Once a common country boy, the Dastard had sold his soul to a detestable demon in exchange for the power to erase events and rewrite history to suit his own devious ends. Lacking a conscience and filled with craven self-loathing, he roamed the width and breadth of Xanth in search of anyone happier than he was. Once he found them, he used his malevolent talent to "unhappen" their happiness so that others could share in his misery.
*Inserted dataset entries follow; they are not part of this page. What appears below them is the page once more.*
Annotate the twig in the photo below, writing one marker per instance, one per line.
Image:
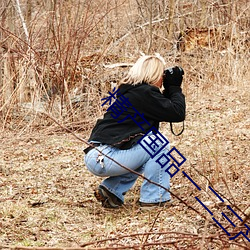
(128, 169)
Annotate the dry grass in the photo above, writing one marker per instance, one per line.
(46, 194)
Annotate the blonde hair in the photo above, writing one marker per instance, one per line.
(148, 69)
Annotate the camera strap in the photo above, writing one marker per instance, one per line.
(171, 127)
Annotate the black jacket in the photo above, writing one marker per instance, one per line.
(148, 101)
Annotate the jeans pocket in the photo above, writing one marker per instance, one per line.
(95, 160)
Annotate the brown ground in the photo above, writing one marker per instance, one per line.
(46, 193)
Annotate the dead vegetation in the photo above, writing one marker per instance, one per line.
(55, 60)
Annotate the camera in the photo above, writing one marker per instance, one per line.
(173, 76)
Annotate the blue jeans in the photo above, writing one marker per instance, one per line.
(120, 180)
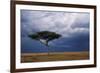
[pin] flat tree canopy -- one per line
(45, 36)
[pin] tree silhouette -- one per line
(45, 37)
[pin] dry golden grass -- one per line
(56, 56)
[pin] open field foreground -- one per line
(55, 56)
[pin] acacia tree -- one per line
(45, 37)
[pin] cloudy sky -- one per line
(73, 26)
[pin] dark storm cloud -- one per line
(74, 28)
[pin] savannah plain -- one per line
(54, 56)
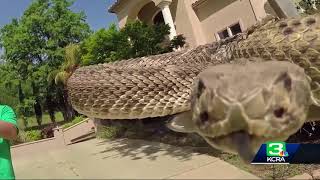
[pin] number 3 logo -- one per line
(274, 148)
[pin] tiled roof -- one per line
(197, 3)
(113, 6)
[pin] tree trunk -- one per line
(50, 107)
(38, 112)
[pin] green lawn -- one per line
(32, 122)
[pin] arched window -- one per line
(158, 19)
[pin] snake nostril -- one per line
(204, 117)
(279, 112)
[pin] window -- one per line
(229, 31)
(235, 29)
(223, 34)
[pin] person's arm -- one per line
(8, 130)
(8, 124)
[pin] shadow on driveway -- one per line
(138, 149)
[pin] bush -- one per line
(110, 132)
(27, 136)
(73, 122)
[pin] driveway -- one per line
(123, 159)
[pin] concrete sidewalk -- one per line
(124, 159)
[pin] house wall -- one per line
(217, 15)
(185, 22)
(201, 23)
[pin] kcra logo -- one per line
(276, 152)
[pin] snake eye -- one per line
(204, 117)
(279, 112)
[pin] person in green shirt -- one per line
(8, 131)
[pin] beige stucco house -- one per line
(201, 21)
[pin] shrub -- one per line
(110, 132)
(73, 122)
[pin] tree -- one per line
(136, 39)
(34, 45)
(60, 77)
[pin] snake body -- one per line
(161, 85)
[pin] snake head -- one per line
(236, 108)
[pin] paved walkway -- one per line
(124, 159)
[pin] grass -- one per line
(32, 121)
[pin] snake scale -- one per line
(163, 84)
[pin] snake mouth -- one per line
(240, 142)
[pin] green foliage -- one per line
(109, 132)
(35, 46)
(105, 45)
(136, 39)
(73, 122)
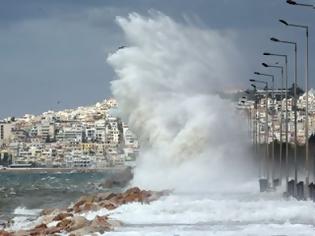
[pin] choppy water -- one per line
(45, 190)
(223, 213)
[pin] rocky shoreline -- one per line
(71, 221)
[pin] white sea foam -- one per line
(24, 218)
(168, 82)
(191, 139)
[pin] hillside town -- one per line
(86, 137)
(255, 108)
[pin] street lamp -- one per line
(286, 112)
(299, 4)
(307, 164)
(281, 119)
(272, 123)
(264, 182)
(295, 103)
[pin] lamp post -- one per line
(281, 115)
(272, 125)
(307, 164)
(286, 113)
(299, 4)
(264, 183)
(295, 103)
(257, 125)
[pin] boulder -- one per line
(104, 196)
(62, 216)
(4, 233)
(108, 204)
(65, 223)
(100, 224)
(53, 230)
(78, 222)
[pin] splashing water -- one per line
(192, 140)
(168, 82)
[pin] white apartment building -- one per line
(5, 132)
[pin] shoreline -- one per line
(60, 170)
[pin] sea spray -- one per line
(169, 79)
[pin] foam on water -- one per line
(24, 218)
(218, 214)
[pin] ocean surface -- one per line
(223, 213)
(220, 214)
(26, 193)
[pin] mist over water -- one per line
(169, 79)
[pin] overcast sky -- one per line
(55, 50)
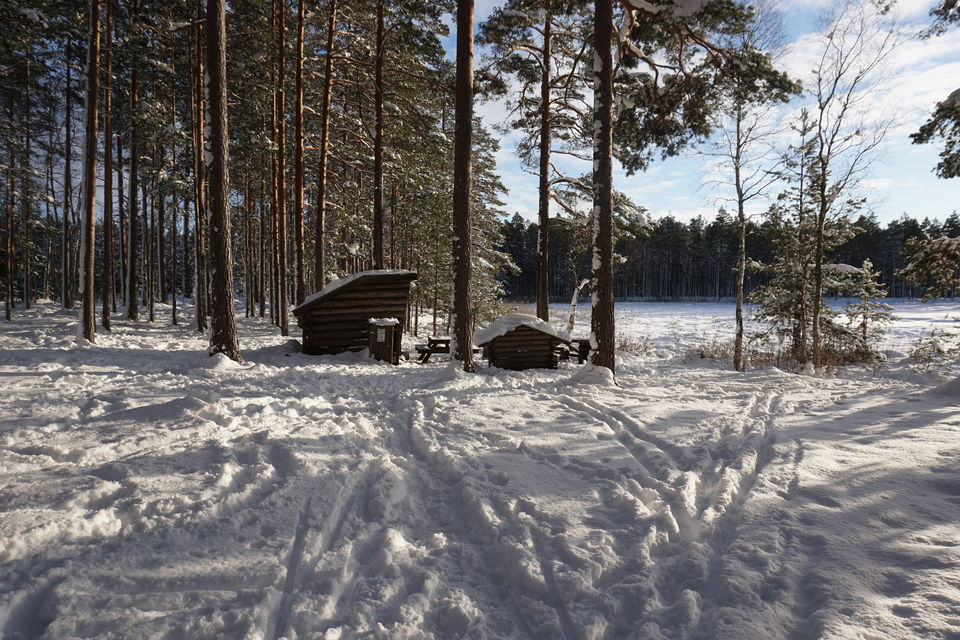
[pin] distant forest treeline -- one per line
(672, 260)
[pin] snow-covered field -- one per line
(148, 491)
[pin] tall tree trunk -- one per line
(462, 184)
(738, 360)
(262, 269)
(161, 242)
(89, 319)
(223, 338)
(282, 168)
(817, 337)
(123, 224)
(543, 248)
(26, 197)
(248, 284)
(320, 274)
(200, 278)
(150, 237)
(393, 224)
(602, 323)
(11, 248)
(66, 284)
(378, 140)
(133, 257)
(108, 276)
(298, 162)
(738, 363)
(173, 262)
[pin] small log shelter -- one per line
(337, 318)
(519, 341)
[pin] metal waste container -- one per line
(384, 343)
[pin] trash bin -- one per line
(384, 341)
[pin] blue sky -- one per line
(901, 180)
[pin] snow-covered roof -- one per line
(340, 283)
(840, 267)
(509, 322)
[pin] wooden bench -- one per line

Determined to honor her vow but despairing of her ability to help this man and still preserve her virtue, Becka set out on a wide and perilous journey that led from the mists of Xanth's distant past to the tiny planetoid of Ptero, where everyone in Xanth who might have been actually existed. There she discovered a magic that was far stronger than the Dastard's: the awesome power of the human heart.

==Characters ==

- The Dastard – An evil man, only concerned with his base, animalistic desires. Once a man named Anomy, with the talent of Stupid Ideas, he traded his soul to a demon for the talent of Unhappening events. However, he can only unhappen up to the time he received this talent, and cannot unhappen his own unhappenings (i.e., if he meets a girl and unhappens part of their conversation, he can't unhappen meeting that girl, because that would be paradox).
- The Sea Hag – an evil woman, corrupted over the years of her life, with the ability to take over the body of anybody she chooses when the body she possessed dies.
- Becka – Daughter of Draco Dragon and a human woman who met at a love spring, she can change into any of her three forms (dragon, half-dragon, human). She is sent to the Dastard by the Good Magician in order to help deal with him, and given Awareness, so she can remember the Dastard's Unhappenings.